As you explore the gallery, you might have noticed a belt of neat laid-out pages with nicely crafted drawings and diagrams at your eye level. It wraps the whole space. It starts with a hand-drawn map of Rome with "Roma" written in brown on the bottom corner, and it goes around to the left. The often-accused-of-OCD author's name is Joe Porter, and what is to follow is based on an interview with him.
In a raw form, the program begins with pre-departure research about the buildings and places soon to be visited. And after you research comes "what is so awesome about studying abroad," said Joe. "In this phase of the program, one becomes divorced from all your common context and practices; although you always carry your attitudes with you, upon arrival you realize that everything is no longer applicable. You get to think on your feet." At this point in the program one learns to change previous design ideas, perception, and foreseen expectations.

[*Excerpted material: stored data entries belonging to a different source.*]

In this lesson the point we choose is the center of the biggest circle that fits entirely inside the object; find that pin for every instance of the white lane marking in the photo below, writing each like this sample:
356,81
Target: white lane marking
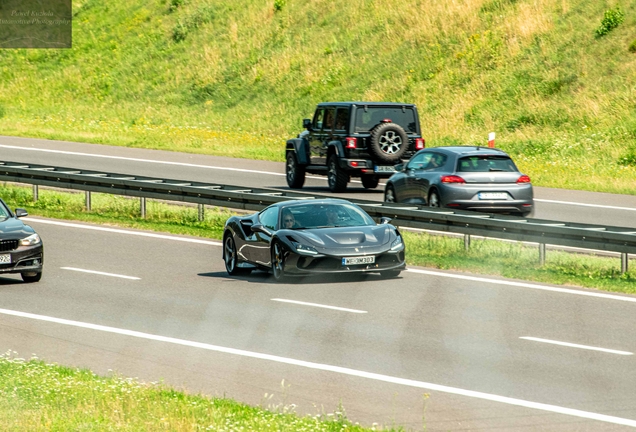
525,285
571,345
320,306
427,272
120,231
100,273
140,160
586,205
331,368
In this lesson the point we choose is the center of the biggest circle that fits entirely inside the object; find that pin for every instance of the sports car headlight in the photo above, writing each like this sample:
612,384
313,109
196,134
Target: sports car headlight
397,244
31,240
301,248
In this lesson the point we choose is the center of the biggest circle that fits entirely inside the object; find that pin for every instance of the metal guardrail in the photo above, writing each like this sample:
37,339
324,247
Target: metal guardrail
600,237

In Joe's case, when he first researched the Maxxi by Zaha Hadid, he believed he would strongly dislike the building. It disregards a response to the site, the constant angle change of the walls takes away from the experience of the art inside, and there is simply too much occurring at once inside to be a museum. Yet, upon visiting the museum he was pleased to be "delightfully wrong. And to be able to prove one’s thesis on something you have spent hours on is overwhelming,” and something that he said was only able to be felt by travelling as part of his study.

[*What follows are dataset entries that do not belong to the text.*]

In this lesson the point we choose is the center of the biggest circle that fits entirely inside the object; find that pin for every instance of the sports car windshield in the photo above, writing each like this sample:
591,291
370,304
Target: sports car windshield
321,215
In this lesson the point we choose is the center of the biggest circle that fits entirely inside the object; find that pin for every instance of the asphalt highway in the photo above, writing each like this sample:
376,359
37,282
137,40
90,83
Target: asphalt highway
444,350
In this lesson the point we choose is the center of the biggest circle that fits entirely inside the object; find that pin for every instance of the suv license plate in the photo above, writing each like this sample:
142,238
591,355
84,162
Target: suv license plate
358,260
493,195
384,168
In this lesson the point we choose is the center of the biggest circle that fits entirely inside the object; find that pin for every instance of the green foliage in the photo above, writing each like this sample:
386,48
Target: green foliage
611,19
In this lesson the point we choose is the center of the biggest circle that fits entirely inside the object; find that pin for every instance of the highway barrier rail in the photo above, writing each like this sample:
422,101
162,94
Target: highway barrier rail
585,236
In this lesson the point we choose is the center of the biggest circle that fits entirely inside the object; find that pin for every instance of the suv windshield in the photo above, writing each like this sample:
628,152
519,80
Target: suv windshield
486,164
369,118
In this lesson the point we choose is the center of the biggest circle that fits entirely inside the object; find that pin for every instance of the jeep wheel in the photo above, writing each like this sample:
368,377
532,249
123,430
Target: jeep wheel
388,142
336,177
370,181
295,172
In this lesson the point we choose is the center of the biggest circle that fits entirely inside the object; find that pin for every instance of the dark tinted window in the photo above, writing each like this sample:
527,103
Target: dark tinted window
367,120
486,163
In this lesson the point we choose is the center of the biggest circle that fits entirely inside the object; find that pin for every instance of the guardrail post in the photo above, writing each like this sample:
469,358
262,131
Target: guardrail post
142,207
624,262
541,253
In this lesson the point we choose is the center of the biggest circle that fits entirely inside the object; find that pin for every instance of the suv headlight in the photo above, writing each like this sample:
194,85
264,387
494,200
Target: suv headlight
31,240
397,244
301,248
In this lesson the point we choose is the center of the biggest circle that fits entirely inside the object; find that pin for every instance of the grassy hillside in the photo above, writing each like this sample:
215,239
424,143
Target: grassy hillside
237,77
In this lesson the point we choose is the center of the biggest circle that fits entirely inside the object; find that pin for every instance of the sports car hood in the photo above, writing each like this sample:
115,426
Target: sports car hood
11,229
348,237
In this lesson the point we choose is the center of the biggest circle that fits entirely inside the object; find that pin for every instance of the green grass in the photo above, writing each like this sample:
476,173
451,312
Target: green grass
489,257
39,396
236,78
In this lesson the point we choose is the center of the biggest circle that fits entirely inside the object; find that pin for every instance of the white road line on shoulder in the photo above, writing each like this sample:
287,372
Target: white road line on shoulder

Study abroad program gives you the opportunity to take control of your education. Upon starting the program, each student can customize their classes toward their own interests. Joe realized a need to master the speed and recollection of data, thus he chose visual journaling techniques. With this, he accomplished a great sketch book that is organized chronologically, and with a consistent layout that allows for the information to speak for itself. Joe drew sites as he visited them along with the group of students on the summer study abroad program, and he already had amassed pre-departure research about each site. After sketching, and writing about each site, he combined his research with his drawings and musings, adding layers to previous drawings to make new discoveries, creating neat visual representations that spoke for the information needed; making sense of it all. See some of Joe's sketchbook here.
The layers that he constructed and the way he added information helped his learning process. This was a motif also present in the urban fabric of Italy. But I cannot explain with words what his images are able to tell. I suggest that you look at the pages from the sketchbooks, read of their stories and experiences, and consider if you would like to make studying abroad part of your educational experience at the BAC.